INTRODUCTION
Delayed drug-induced hypersensitivities are a group of presumed
conventional T-cell-mediated reactions that range from mild skin
conditions (e.g. maculopapular exanthema) to severe cutaneous adverse
reactions (SCARs), associated with significant morbidity and
mortality[1]. Traditional in vivo skin testing techniques
such as patch testing (PT) or intradermal testing (DT) are limited by an
absence of standardisation, risk of disease-relapse, and ill-defined
drug testing concentrations[2]. These limitations can impact the
sensitivity of such tests, with published studies suggesting sensitivity
ranging from 58-64% for acute generalised exanthematous pustulosis
(AGEP), 32-80% for drug reaction with eosinophilia and systemic
symptoms (DRESS), and 9-24% for Steven-Johnson syndrome (SJS) and toxic
epidermal necrolysis (TEN)[3]. There is also drug-associated
variability in PT, with beta-lactams displaying higher sensitivities
while allopurinol and its active metabolite, oxypurinol, exhibit very
low sensitivities[4]. Evolving approaches include ex-vivoassays, such as the enzyme-linked immunospot (ELISpot), which detects
interferon-γ (IFN) release following drug challenge. Traditionally
ELISpot assays use the patient’s peripheral blood mononuclear cells
(PBMC) stimulated with the candidate drug to measure cytokine output.

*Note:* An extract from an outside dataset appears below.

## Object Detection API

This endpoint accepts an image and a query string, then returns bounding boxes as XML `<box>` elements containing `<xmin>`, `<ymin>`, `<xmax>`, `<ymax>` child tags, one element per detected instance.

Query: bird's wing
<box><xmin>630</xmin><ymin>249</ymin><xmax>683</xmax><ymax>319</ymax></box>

The ELISpot method is advantageous as patients are not subjected to
additional risk through drug re-exposure. Our recent data suggests IFN-
γ release ELISpot is an effective diagnostic tool with a 52-68%
sensitivity and 100% specificity in SCAR patients[5, 6].
ELISpot assays detect cytokine (typically IFN-γ) release, which is
presumed to be produced by CD4+ or CD8+ T cells, in patient PBMC or
blister fluid cells (BFC) following ex vivo stimulation with the
candidate drug. Cytokine secretion is measured as the number of
spot-forming units (SFU)/million cytokine secreting cells. Previous case
reports have suggested a diminished PBMC IFN-γ ELIspot response over
time from SCAR onset, highlighting the importance of performing assays
during the acute phase of drug reactions[7]. This diminished
response in peripheral blood may be associated with the lack of a key
cell population known as tissue resident memory CD8+ T cells (TRM),
which reside within the dermal-epidermal and drug-reactive CD8+ T cells
are gradually lost from peripheral blood during the recovery
period[8]. In contrast, CD8+ TRM cells are more likely to be
recruited into BFC in SCAR patients. One study compared cytokine
production between PBMC and BFC, noting that there was a higher
expression of perforin and granzyme B in BFC[9]. This could be due
to localised skin TRM cells mediating the inflammatory response by
recruiting memory CD8+ T cells from circulation and suggests that
ELISpot assays conducted with PBMC from patients in the late stages of
drug reaction could be less sensitive[6, 7, 10]. Here, we sought to
find ways to improve ex vivo assay sensitivity in SCAR
diagnostics by examining differences in ELISpot results between two
different cellular sources: PBMC and BFC. This study aims to provide
knowledge that will inform future SCAR testing strategies.